A few Tube stops north of St John's Wood, where the archery competitions will take place at Lord's cricket ground, is Czech and Slovak House in West Hampstead, a slice of Brno and Cesky Krumlov on a pleasant north London street. Czechoslovakian veterans bought the house in 1946 after serving in World War II. The decor seems to have changed little since then, but the restaurant serves rib-sticking MittelEuropean food such as goulash, schnitzel and roast goose to soak up the likes of Gambrinus and Budvar lager. The house's rough-and-ready drinking rooms should also be an entertaining spot to watch these two nations' athletes do their best.

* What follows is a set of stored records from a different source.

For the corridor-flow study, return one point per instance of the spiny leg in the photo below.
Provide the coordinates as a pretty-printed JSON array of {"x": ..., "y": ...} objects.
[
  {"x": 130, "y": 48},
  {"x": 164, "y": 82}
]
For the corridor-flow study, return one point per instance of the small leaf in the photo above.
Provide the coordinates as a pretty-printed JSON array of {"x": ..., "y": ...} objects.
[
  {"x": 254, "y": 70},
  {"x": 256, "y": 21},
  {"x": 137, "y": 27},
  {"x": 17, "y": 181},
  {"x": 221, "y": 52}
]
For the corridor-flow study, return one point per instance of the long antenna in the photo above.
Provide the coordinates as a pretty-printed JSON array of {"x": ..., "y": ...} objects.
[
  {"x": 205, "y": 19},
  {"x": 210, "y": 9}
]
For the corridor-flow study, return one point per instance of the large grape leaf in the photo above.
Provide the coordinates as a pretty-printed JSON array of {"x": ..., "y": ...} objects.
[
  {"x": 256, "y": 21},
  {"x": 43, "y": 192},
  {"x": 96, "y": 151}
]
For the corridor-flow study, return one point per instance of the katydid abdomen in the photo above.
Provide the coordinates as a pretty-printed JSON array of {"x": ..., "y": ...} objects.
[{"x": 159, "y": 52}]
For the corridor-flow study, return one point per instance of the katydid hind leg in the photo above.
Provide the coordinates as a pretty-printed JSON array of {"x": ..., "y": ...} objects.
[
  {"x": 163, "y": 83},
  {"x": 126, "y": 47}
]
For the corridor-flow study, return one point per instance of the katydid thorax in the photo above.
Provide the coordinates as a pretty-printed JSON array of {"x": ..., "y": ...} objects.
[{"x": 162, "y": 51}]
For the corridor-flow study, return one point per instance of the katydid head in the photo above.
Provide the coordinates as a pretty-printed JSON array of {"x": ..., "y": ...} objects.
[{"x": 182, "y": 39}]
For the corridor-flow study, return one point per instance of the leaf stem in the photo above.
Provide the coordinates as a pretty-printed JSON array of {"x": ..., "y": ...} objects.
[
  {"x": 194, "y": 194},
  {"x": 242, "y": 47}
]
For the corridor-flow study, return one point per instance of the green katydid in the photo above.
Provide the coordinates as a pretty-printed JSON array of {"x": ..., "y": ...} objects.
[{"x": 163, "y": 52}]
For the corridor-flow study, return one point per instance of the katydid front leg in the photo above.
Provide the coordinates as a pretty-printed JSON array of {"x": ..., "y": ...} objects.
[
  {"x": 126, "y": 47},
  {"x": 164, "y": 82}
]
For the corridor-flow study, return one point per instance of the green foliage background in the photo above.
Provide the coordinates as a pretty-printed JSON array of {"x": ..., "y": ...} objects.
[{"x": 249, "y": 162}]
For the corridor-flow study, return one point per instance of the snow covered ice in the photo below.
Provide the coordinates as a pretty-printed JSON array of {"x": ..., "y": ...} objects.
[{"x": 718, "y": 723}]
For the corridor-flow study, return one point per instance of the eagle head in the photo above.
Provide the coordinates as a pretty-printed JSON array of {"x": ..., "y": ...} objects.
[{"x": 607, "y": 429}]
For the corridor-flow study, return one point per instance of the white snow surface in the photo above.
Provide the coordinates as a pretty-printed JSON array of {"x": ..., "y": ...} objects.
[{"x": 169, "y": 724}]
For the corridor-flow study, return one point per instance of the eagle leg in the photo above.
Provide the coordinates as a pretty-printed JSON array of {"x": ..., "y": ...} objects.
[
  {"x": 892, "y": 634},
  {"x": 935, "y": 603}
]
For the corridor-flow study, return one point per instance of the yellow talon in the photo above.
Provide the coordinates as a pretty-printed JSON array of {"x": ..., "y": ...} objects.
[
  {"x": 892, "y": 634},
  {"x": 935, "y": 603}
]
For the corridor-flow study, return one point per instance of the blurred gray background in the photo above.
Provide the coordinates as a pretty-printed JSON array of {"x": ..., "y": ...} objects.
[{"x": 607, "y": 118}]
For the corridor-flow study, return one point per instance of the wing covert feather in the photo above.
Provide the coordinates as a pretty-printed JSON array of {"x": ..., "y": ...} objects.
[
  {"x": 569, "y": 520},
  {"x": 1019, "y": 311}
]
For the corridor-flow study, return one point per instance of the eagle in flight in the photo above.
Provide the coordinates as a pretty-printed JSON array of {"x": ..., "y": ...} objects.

Who to watch: Barbora Špotáková (Czech Republic) won gold in the javelin in 2008, and is expected to do the same this year on 9 August. Slovakian cyclist Peter Sagan may be one to watch in the London sprint race on 28 July after this year’s Tour de France, in which he won two stages and topped the race's points classification.
Just two athletes are making the trip to London to represent Somalia, which is still struggling to return to normality after decades of conflict. But at least 70,000 people of Somalian descent are thought to live in and around London.
In west London -- a long way from the stadiums of Stratford – is the Food Palace, a Somali cafe and meeting place in Acton. Nearby is The Village restaurant in Hammersmith, another hub for Somali locals. The vast majority of Somalis are Muslim and therefore do not drink alcohol, so a restaurant is your best bet for watching the athletes alongside other Somalis.